When watching or reading the news it isn’t hard to see the impacts of war and armed conflicts, seeing this kind of suffering and destruction can lead us to ask if there are any rules or limits to violent armed conflict  – that’s where International Humanitarian Law (IHL) comes in.



IHL exists to protect those who are not, or who are no longer, participating in fighting and restricts the methods and weapons used in war. The International Committee of the Red Cross (ICRC) acts as the guardian of IHL.Part of this role involves educating States, members of militaries, lawmakers and citizens about the principles of IHL.  The Canadian Red Cross is actively involved in educating about IHL.

In 2016, the Canadian Red Cross published Canada & Conflict: A Humanitarian Perspective, an educational resource that explores the rules of IHL, Canada’s contribution to IHL, and gives students insight into wartime decision-making. Canada & Conflict provides teachers with real historical examples that help inform discussions and classroom activities on such themes as refugees and forced migration, gender-based violence, neglected crises and attacks on health facilities and other war crimes.

Canada & Conflict is made up of six modules that explore the nature of humanitarian acts and the roles of bystanders; the need to regulate armed conflicts and the basic rules of IHL; the implementation of IHL, the question of responsibility, the complexities of armed conflict; the development of international justice; the need for, and the requirements of, humanitarian action in times of armed conflict; the importance of social action and youth engagement.

So why is it important to teach young people about IHL?

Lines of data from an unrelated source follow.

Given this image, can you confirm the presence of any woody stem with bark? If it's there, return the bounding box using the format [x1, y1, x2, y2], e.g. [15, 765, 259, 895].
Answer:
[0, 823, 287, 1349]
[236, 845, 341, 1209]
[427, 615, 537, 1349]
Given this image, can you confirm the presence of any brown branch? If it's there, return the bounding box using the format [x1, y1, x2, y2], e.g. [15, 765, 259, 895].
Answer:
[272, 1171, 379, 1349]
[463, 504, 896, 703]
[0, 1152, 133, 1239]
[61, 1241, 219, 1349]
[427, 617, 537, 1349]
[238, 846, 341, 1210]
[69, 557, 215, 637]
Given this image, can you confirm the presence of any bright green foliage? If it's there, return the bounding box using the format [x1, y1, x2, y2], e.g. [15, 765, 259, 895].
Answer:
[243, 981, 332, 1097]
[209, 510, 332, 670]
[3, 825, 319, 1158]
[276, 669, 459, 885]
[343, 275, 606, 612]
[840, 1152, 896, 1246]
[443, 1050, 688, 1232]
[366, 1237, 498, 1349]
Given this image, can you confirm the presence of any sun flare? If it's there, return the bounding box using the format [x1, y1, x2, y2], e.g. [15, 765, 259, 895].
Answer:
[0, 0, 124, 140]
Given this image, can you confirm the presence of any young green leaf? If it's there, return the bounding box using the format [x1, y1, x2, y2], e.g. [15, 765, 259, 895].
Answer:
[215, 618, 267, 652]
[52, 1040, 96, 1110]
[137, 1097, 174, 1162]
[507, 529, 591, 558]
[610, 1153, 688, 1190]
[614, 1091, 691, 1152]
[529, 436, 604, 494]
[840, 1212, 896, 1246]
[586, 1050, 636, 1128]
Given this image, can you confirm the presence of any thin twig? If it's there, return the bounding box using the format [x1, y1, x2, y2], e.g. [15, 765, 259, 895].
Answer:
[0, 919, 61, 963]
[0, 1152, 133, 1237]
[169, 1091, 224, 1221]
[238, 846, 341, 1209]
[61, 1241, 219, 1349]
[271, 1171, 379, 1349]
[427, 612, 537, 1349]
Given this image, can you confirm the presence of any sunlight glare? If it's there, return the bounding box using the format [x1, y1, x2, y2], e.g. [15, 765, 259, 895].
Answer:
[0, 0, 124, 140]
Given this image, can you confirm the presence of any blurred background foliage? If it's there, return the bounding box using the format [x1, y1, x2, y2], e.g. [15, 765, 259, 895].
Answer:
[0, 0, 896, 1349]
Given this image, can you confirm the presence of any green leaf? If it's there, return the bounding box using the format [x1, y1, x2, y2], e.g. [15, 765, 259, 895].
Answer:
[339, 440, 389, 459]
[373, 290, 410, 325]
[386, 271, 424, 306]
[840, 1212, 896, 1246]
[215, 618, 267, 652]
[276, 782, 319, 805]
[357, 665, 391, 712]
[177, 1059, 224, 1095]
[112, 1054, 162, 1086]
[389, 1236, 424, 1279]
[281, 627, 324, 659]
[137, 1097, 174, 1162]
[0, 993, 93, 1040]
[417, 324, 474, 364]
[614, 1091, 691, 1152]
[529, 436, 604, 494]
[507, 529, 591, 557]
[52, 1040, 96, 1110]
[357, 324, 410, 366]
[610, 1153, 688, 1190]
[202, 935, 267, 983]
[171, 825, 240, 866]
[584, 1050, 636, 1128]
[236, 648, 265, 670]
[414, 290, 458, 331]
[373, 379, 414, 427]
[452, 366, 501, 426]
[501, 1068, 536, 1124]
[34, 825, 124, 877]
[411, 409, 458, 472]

Here are five reasons, according to Canada & Conflict
  • Young people are increasingly affected by armed conflicts around the world
  • Many societies appear to becoming more prone to various forms of violence
  • Young people are exposed to media coverage of violence, as well as violence in entertainment, in greater numbers than ever – this can desensitize them to the effects of violence
  • In times of social and political tension, programs that focus on respect for human dignity may have an indirect pacifying effect
  • As a State that is party to the Geneva Conventions, Canada has an obligation to spread knowledge of IHL as widely as possible  - this includes young people
Canada & Conflict’s goal is to help young people understand, respect, and use the principles of humanity in their daily lives, and to help develop social awareness and civic responsibility.